O pavor da adolescência, a acne
Todo ser humano, uns mais tarde outros logo que mudam de faixa etária, apresentam os sintomas da puberdade. Dentre os mais comuns estão a mudança na pele e o aparecimento das famosas acnes ou espinhas.
A acne, doença inflamatória da pele, está associdade à adolescência, com mais frequência, porque é nesta fase que os hormônios sexuais se manifestam. Devido ao aumento da secreção de sebo, pelas glândulas sebáceas, surge o aparecimento de espinhas, bolhas e pontos negros principalmente no rosto, nas costas, no peito e nos ombros, áreas do corpo mais ricas em “gordura”.
A doença pode se apresentar de diversas formas, conforme o grau de inflamação e sua gravidade. A acne de grau um é o “comedão aberto”, o cravo com uma pequena elevação dura de cor preta, devido à oxidação da superfície do sebo. E há o “comedão fechado”, os cravos que formam uma elevação cutânea de cor embranquecida ou amarelada.
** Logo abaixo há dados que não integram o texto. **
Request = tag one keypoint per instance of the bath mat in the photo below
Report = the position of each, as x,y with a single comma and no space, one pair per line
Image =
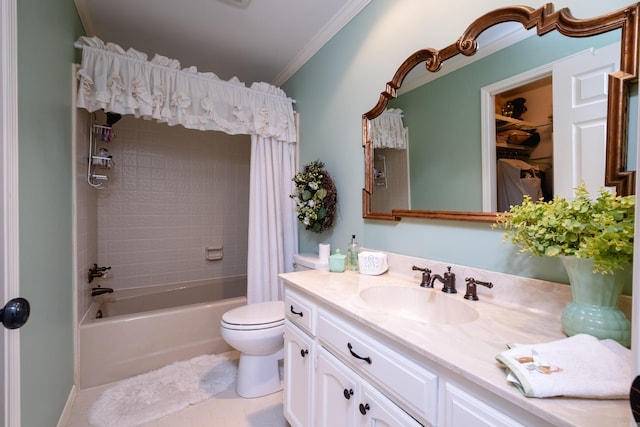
152,395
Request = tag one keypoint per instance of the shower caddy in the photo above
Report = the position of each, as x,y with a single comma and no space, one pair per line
99,159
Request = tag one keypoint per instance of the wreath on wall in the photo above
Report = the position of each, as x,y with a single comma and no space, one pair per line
315,197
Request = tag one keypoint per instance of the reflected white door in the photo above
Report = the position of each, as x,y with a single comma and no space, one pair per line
580,85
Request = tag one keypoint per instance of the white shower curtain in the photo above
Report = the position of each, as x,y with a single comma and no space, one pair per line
273,231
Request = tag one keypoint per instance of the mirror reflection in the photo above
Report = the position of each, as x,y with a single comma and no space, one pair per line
479,136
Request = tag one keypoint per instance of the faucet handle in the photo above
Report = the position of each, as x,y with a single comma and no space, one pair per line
426,276
472,287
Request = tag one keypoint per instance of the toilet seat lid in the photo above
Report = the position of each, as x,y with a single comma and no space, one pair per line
259,314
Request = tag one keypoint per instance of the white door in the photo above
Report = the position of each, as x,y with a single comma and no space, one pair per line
580,85
9,266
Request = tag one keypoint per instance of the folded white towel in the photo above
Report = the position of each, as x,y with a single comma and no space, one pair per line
578,366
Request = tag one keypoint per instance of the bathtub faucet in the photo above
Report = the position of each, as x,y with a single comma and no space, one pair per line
97,272
99,291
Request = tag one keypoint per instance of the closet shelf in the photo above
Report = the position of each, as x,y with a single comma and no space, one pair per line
508,123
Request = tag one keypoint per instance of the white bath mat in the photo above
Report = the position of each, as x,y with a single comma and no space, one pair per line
152,395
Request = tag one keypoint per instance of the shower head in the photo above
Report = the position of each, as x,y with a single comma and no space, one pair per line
112,118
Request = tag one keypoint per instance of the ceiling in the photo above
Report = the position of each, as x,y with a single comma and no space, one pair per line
266,40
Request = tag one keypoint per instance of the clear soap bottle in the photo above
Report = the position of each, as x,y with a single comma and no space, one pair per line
352,254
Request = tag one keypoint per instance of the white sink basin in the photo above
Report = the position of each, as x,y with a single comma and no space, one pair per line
424,305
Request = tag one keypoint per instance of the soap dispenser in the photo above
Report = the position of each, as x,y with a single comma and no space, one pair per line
352,254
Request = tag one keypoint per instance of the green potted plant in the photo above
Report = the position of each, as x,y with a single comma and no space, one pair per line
594,239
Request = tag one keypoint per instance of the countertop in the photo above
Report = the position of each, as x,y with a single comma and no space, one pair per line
469,349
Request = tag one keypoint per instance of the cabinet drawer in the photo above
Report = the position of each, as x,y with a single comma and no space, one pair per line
411,385
300,311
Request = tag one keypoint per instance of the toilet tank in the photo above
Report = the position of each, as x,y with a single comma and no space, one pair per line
303,262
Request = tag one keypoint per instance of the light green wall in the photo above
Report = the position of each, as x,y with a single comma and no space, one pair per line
344,80
46,32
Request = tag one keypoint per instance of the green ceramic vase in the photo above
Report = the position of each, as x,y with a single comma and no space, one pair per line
594,308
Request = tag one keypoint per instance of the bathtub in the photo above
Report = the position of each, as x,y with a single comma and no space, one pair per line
133,331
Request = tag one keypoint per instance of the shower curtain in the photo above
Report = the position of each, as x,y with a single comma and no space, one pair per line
126,82
273,231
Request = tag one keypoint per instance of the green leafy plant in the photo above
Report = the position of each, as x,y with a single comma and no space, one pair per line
600,228
315,197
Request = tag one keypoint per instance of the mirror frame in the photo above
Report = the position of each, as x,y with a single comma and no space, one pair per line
545,19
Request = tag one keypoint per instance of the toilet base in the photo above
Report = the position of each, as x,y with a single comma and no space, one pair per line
259,375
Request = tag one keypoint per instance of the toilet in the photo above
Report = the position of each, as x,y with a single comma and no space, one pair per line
257,332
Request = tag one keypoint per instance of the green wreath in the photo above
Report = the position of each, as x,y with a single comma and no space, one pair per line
315,197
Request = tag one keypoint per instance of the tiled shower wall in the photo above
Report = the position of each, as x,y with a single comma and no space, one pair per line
172,193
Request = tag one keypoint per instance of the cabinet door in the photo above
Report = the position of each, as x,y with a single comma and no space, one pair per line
337,392
462,410
299,354
376,410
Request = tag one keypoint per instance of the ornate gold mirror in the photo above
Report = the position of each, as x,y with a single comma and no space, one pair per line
380,161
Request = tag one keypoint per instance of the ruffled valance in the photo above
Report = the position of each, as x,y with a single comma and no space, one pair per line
388,131
125,82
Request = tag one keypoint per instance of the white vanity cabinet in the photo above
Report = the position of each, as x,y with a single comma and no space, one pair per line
323,390
344,399
299,359
340,372
462,409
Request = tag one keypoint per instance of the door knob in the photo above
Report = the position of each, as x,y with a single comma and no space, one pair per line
15,313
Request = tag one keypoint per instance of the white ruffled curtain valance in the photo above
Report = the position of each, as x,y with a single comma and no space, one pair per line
125,82
388,131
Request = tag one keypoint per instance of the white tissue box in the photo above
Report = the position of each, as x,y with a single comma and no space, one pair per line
372,263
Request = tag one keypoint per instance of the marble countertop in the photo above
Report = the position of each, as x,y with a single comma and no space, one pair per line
469,349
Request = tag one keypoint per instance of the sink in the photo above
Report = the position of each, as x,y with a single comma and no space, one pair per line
424,305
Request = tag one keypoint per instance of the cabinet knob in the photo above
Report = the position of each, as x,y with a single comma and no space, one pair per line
298,313
364,408
348,393
357,356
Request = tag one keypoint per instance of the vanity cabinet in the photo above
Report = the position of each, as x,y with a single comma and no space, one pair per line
344,399
340,372
299,352
323,390
462,409
299,356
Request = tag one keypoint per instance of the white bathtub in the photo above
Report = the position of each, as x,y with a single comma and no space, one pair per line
146,328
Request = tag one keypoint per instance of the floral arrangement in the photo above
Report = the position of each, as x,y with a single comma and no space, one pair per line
315,197
600,228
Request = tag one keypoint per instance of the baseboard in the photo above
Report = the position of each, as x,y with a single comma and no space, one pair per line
65,416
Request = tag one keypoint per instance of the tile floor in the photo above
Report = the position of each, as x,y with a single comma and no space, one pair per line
226,409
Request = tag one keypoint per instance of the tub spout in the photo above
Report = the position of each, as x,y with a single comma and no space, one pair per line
99,291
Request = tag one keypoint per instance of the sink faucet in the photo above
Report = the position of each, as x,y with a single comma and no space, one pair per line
99,291
448,279
426,277
471,288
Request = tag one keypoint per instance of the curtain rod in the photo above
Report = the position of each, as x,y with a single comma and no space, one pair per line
79,45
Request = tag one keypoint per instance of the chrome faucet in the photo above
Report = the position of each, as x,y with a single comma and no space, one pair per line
99,291
448,279
426,277
471,288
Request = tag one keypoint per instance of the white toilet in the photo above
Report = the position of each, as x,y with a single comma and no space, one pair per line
257,332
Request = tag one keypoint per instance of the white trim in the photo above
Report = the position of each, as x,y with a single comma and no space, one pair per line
82,6
9,144
65,416
74,188
346,14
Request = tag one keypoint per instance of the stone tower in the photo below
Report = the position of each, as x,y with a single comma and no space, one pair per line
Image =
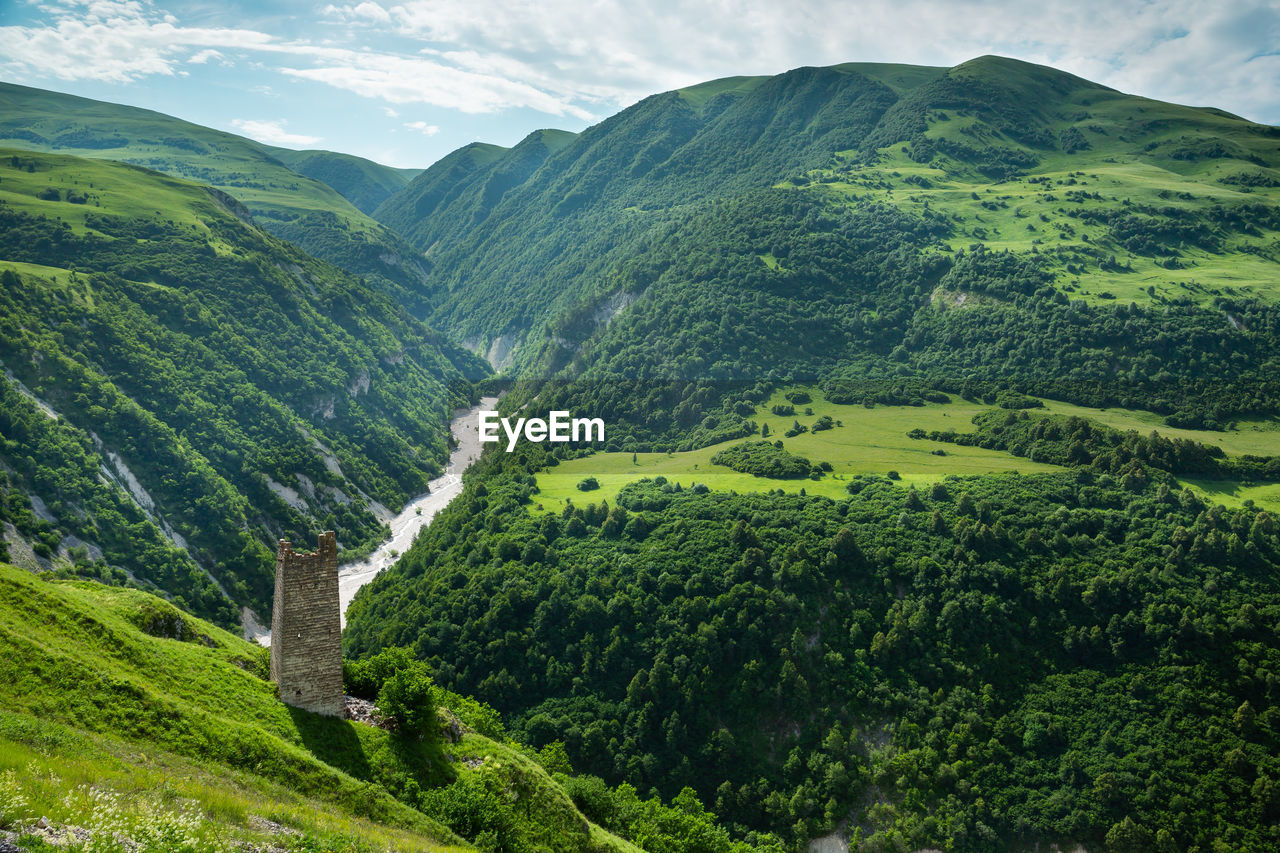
306,635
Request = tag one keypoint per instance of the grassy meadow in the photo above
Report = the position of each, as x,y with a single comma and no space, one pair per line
874,442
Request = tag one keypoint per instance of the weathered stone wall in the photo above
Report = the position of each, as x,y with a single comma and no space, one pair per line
306,635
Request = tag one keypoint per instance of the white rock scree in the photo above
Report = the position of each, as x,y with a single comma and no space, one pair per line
415,515
561,428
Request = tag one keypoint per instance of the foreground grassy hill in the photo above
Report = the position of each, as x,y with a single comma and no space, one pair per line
182,388
128,719
314,199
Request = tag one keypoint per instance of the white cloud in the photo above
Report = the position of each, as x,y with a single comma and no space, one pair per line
272,132
364,12
576,59
1201,51
204,56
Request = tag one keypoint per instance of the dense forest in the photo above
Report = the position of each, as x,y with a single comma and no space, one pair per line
910,660
1079,657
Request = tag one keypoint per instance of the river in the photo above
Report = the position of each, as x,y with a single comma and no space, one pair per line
415,515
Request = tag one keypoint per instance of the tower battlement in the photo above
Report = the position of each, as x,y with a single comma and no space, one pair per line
306,632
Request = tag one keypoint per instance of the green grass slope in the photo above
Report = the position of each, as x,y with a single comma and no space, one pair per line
129,724
182,388
92,675
361,182
288,203
999,222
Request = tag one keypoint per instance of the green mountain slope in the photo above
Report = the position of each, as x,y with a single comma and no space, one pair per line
970,626
361,182
1048,208
182,388
991,662
128,719
297,205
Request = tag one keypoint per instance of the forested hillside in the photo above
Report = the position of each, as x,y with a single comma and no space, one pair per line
182,388
1083,657
997,223
1008,630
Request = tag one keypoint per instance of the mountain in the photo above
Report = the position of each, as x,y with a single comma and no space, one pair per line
182,388
936,507
288,192
1110,199
361,182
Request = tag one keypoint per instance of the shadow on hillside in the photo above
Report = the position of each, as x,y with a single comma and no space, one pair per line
332,740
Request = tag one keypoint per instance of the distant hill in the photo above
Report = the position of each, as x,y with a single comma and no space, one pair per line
314,199
758,199
182,388
361,182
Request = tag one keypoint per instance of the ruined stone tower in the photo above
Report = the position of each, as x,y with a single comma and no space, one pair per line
306,634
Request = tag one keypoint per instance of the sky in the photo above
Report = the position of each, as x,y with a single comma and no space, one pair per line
405,83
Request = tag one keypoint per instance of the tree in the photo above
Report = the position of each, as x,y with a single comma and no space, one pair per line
407,697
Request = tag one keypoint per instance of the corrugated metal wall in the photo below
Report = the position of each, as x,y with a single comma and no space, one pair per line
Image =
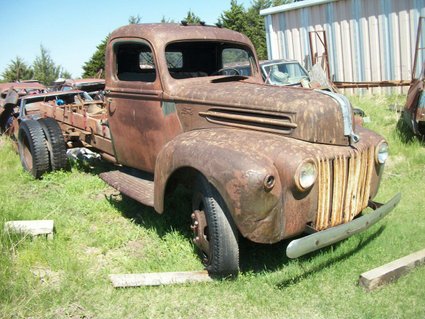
368,40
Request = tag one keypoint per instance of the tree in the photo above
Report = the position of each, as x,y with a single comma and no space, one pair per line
250,22
45,70
234,18
17,70
134,19
192,18
96,64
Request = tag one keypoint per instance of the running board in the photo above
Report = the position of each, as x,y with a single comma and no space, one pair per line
134,187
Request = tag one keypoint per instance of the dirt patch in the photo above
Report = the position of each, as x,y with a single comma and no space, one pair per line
109,193
47,277
73,311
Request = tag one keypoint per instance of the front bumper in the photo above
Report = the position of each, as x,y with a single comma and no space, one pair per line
310,243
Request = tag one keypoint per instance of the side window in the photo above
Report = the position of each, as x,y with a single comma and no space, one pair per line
174,59
135,62
236,59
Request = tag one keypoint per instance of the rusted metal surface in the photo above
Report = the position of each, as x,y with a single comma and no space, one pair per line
366,85
238,165
248,139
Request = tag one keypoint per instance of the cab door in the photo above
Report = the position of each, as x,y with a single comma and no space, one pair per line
139,125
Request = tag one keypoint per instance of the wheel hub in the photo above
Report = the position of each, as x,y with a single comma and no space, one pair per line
199,228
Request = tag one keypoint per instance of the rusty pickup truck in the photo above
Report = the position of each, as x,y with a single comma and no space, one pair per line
263,162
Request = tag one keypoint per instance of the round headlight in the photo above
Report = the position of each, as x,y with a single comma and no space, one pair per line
306,175
381,153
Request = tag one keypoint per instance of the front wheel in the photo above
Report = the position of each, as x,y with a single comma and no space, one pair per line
32,147
215,234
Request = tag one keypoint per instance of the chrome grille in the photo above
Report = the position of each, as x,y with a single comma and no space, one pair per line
344,187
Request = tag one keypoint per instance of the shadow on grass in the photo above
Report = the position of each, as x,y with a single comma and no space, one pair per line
363,243
405,131
176,216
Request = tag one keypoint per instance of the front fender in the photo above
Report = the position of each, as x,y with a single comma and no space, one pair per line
235,164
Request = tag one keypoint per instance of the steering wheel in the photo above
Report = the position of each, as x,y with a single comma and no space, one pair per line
227,71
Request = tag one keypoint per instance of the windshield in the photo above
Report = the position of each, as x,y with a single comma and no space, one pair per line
283,73
207,58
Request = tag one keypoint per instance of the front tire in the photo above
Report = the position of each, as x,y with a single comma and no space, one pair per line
32,147
55,142
215,234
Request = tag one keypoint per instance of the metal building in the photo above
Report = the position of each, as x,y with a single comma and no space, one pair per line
366,40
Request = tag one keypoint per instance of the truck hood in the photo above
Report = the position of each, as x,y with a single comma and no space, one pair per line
310,115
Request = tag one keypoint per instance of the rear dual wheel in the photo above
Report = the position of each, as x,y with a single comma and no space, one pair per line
41,146
215,234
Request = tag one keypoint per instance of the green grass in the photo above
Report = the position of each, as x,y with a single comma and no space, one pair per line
98,232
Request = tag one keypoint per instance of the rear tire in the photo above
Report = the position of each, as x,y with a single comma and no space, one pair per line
215,232
32,147
55,143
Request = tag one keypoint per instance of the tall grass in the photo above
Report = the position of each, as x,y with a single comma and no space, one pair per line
99,232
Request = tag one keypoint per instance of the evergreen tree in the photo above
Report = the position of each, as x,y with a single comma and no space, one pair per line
96,64
234,18
250,22
45,70
134,19
192,18
95,67
17,70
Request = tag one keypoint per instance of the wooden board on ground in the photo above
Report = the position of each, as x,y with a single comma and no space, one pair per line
30,227
391,271
157,279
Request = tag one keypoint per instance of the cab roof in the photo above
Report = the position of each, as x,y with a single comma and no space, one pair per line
163,33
A de grau dois, cravos e espinhas menores, que formam pequenas lesões inflamadas e pontos amarelos de pus devido ao bloqueio dos poros. Para estes, os médicos recomendam que não se coçe ou esprema as bolhas, para não provocar o agravamento da infecção e a possibilidade de eternas cicatrizes ou manchas.
O terceiro grau é o mais agressivo, cravos, espinhas pequenas e grandes lesões císticas, com muita inflamação e aspecto desfigurante.
E finalmente, a acne solar caracterizada por atingir o tronco e a face após a exposição intensa destas áreas ao sol. Formam-se bolinhas endurecidas e algumas delas ficam doloridas devido à inflamação. Pode ser evitada com a utilização de filtros solares, aplicados antes e durante a exposição ao sol.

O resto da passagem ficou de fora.